The incidence of ROP among infants born in Tehran was 26.5% and in the whole study (including patients referred from other cities) was 34.5%, reported by Karkhaneh et al, in 2008[17]. ROP incidence shows some differences in Kerman in comparison with Tehran. For example, ROP incidence was 27.7% in infants with 2000 g weight or less in Tehran, but it was 32% in infants with the same weight in Kerman. Also, ROP incidence was 40.8% in infants with less than 1500 g in Tehran, while it was 51% in infants with the same weight in Kerman. Furthermore, ROP incidence was 49.4% in infants with 1000 g or less in Tehran, while it was 71% in infants with the same weight in Kerman[17].

In our study, infant's BW and GA had a significant relationship with ROP prevalence, so none of the infants with more than 1800 g BW and 33 weeks GA had ROP. These results are compatible with some other studies[18-20].

Unlike Karkhaneh study in Tehran[17] and some other studies such as Weinberger study in USA[21], Rudank in Finland[22], Kim in Japan[23] and Lin in China[24], no significant relationship was observed between oxygen therapy and ROP prevalence in our study. The reason is that, all infants in ROP and no ROP groups in our study were referred from NICU and most of them had history of oxygen therapy in that ward.

Palmer et al[25] and Khatami et al[26] reported that duration of oxygen therapy is more determinative in incidence of ROP than oxygen therapy alone, also according to Bayat-Mokhtari et al study[27] duration of oxygen therapy is one of main risk factors for development of threshold ROP, which are compatible with our study in which relation of mean time of oxygen therapy and prevalence of ROP was statistically significant (P=0.005).

Lucey and Dongmon[28] have reported that, although oxygen therapy is effective in ROP incidence, other factors such as low BW are more important. Saeidi et al[29] reported that low GA,sepsis and respiratory distress syndrome were independent preditorsfor the development of ROP.

ROP incidence varies in different cities and countries that can be secondary to differences in facilities and equipments which can provide survival possibility of premature infants.

According to our study, 25% of ROP cases had indication for treatment. None of babies who needed treatment had GA more than 30 weeks and BW more than 1300 g. On the other hand, all infants whose treatment was not successful and led to blindness did not come for eye examination on predetermined time due to individual cultural and economical problems.

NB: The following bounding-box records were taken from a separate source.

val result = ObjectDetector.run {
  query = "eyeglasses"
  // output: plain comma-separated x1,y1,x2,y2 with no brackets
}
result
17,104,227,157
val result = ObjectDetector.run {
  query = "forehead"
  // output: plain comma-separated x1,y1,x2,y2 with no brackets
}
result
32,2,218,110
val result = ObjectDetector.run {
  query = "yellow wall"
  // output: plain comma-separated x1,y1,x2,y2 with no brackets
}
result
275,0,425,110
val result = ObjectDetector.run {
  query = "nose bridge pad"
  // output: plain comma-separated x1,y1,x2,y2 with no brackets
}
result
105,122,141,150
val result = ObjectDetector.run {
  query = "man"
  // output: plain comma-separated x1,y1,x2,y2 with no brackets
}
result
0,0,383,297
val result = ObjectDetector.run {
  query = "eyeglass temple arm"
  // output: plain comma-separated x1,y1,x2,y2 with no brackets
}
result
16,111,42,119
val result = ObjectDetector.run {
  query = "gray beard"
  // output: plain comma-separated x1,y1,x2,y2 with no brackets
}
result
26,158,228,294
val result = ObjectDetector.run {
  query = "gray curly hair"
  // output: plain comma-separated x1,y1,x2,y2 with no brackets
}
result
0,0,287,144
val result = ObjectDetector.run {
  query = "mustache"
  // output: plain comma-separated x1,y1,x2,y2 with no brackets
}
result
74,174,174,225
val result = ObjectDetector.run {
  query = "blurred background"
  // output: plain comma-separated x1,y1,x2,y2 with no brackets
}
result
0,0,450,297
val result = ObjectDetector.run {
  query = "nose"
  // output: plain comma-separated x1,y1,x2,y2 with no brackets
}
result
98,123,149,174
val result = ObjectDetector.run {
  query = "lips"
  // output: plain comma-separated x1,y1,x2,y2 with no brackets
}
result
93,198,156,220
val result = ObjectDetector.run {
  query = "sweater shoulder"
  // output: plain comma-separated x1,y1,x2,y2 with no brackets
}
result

We studied only the infants referred from NICU, and some premature infants were not admitted to NICU at all. As a result our study population does not show the real population. So, it seems that this prevalence may not be the real distribution of ROP in Kerman. Infant's mortality with very low BW and GA could cause missing of some ROP cases.

Conclusion

Our study shows a relatively high rate of ROP. We need guidelines for ROP screening for infants in Iran. Knowledge about the disease should be increased particularly in parents of premature infants with emphasis on importance of accurate time of eye examination. To remove some limitations of this study we suggest similar studies with greater sample size including premature infants not staying in NICUs.